Set up a production-ready Apache Kafka cluster with SSL security, ZooKeeper ensemble, and comprehensive monitoring using JMX and Prometheus for high-throughput message streaming.
Prerequisites
- At least 3 servers with 4GB RAM each
- Root or sudo access
- Network connectivity between cluster nodes
- Basic understanding of distributed systems
What this solves
Apache Kafka is a distributed streaming platform that handles high-throughput, fault-tolerant message streaming for modern applications. This tutorial sets up a production-ready Kafka cluster with multiple brokers, ZooKeeper ensemble coordination, SSL/SASL security, and monitoring integration for enterprise workloads.
Step-by-step installation
Update system packages and install Java
Kafka requires Java 11 or higher to run. Start by updating your system and installing OpenJDK.
sudo apt update && sudo apt upgrade -y
sudo apt install -y openjdk-17-jdk wget curl net-tools
Verify Java installation and set JAVA_HOME:
java -version
export JAVA_HOME=/usr/lib/jvm/java-17-openjdk-amd64
echo 'export JAVA_HOME=/usr/lib/jvm/java-17-openjdk-amd64' >> ~/.bashrc
Create Kafka user and directory structure
Create a dedicated user for Kafka services and set up the directory structure with proper permissions.
sudo useradd -r -m -s /bin/bash kafka
sudo mkdir -p /opt/kafka /var/log/kafka /var/lib/kafka/data /var/lib/zookeeper
sudo chown -R kafka:kafka /opt/kafka /var/log/kafka /var/lib/kafka /var/lib/zookeeper
Download and install Kafka
Download the latest Kafka binary distribution and extract it to the installation directory.
cd /tmp
wget https://downloads.apache.org/kafka/2.8.2/kafka_2.13-2.8.2.tgz
tar -xzf kafka_2.13-2.8.2.tgz
sudo mv kafka_2.13-2.8.2/* /opt/kafka/
sudo chown -R kafka:kafka /opt/kafka
sudo chmod -R 755 /opt/kafka
Configure ZooKeeper ensemble
Set up ZooKeeper configuration for a three-node ensemble. This provides fault tolerance and prevents split-brain scenarios.

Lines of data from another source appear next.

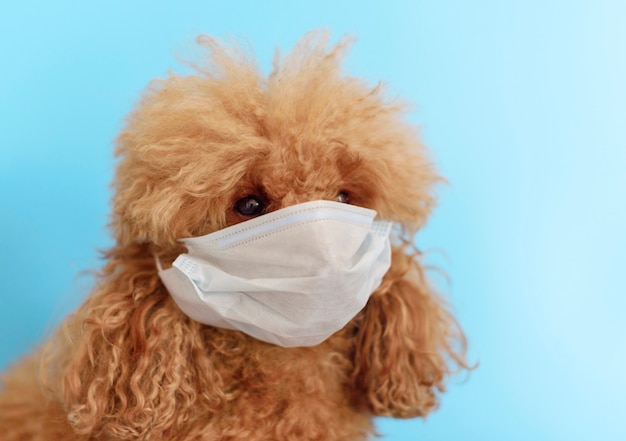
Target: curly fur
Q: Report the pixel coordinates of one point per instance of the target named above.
(129, 365)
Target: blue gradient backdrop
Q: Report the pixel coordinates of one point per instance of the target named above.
(522, 103)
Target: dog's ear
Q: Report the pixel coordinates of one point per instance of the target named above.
(122, 366)
(407, 343)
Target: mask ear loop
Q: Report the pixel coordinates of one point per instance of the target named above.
(158, 263)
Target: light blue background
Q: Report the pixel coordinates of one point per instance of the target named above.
(522, 102)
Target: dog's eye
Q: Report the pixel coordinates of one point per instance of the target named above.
(251, 205)
(343, 197)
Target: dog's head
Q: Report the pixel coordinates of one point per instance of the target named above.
(205, 151)
(213, 149)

dataDir=/var/lib/zookeeper
clientPort=2181
maxClientCnxns=0
tickTime=2000
initLimit=10
syncLimit=5
server.1=kafka-node1.example.com:2888:3888
server.2=kafka-node2.example.com:2888:3888
server.3=kafka-node3.example.com:2888:3888
4lw.commands.whitelist=*
autopurge.snapRetainCount=3
autopurge.purgeInterval=24
Create myid file for each ZooKeeper node (use 1 for first node, 2 for second, 3 for third):
echo "1" | sudo tee /var/lib/zookeeper/myid
sudo chown kafka:kafka /var/lib/zookeeper/myid
sudo chmod 644 /var/lib/zookeeper/myid
Configure Kafka broker settings
Configure the primary Kafka server properties for clustering, performance, and reliability.
broker.id=1
listeners=PLAINTEXT://0.0.0.0:9092,SSL://0.0.0.0:9093
advertised.listeners=PLAINTEXT://kafka-node1.example.com:9092,SSL://kafka-node1.example.com:9093
log.dirs=/var/lib/kafka/data
num.network.threads=8
num.io.threads=16
socket.send.buffer.bytes=102400
socket.receive.buffer.bytes=102400
socket.request.max.bytes=104857600
num.partitions=3
num.recovery.threads.per.data.dir=2
offsets.topic.replication.factor=3
transaction.state.log.replication.factor=3
transaction.state.log.min.isr=2
log.retention.hours=168
log.segment.bytes=1073741824
log.retention.check.interval.ms=300000
zookeeper.connect=kafka-node1.example.com:2181,kafka-node2.example.com:2181,kafka-node3.example.com:2181
zookeeper.connection.timeout.ms=18000
group.initial.rebalance.delay.ms=0
min.insync.replicas=2
default.replication.factor=3
auto.create.topics.enable=false
delete.topic.enable=true
Configure SSL security
Set up SSL certificates for encrypted client-broker and inter-broker communication.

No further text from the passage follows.